I am lucky enough to attend a college that lets students have pets on campus. I have friends who have dogs, cats, guinea pigs, and even a baby sugar glider on campus. College pets are great companions. It’s so nice to have something to come “home” to after class. I’m pretty sure that even my goldfish is happy to see me when I get back to my dorm room!
They can also help make the transition away from home much more manageable. It’s like bringing a family member with you!
Pets are a great source of stress relief, as well. Who isn’t relaxed by an afternoon romp with your dog? They are also a good way to make friends and break the ice. I’ve made many friends just by asking them if I could pet their dog.

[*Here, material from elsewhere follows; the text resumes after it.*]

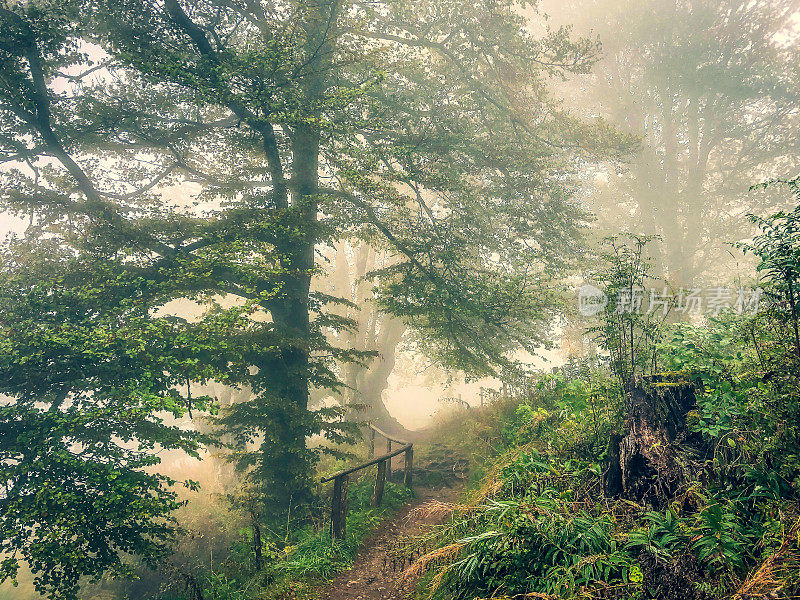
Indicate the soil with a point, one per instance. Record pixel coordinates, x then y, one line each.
372 576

There are some negatives to having college pets, though. All animals need care, even my goldfish. Dogs need to be fed, exercised, and socialized multiple times a day. At times, my friends have to leave dinner early to walk their dogs. For them, having a companion is worth the sacrifice. But you should seriously think about the commitment you are making by having a pet in college.
Think about your pet, as well. Is he suited to cramped dorm life? When you leave for school breaks, will he handle the travel well? Will he be safe at your college? There is a lot to consider.
If, like me, you decide that you’re not ready to commit to having college pets, don’t worry! There are a lot of ways to spend time with animals in college. Most schools have a community service coordinator. Ask him or her about local volunteer opportunities involving animals. My school has a partnership with a service dog organization, and students regularly visit to help out (and play with the endless cycles of puppies). You can also offer your petsitting services. Your pet-owning friend might enjoy an afternoon off, and the animal will benefit by having someone to hang out with.
Having a college pet can be a lot of fun. If you can get the details worked out, it is sure to be a wonderful experience. If you can’t have your own pet, though, just make friends with someone who has one! You’ll get your puppy (or kitty, or goldfish) fix, minus the vet bills and stress.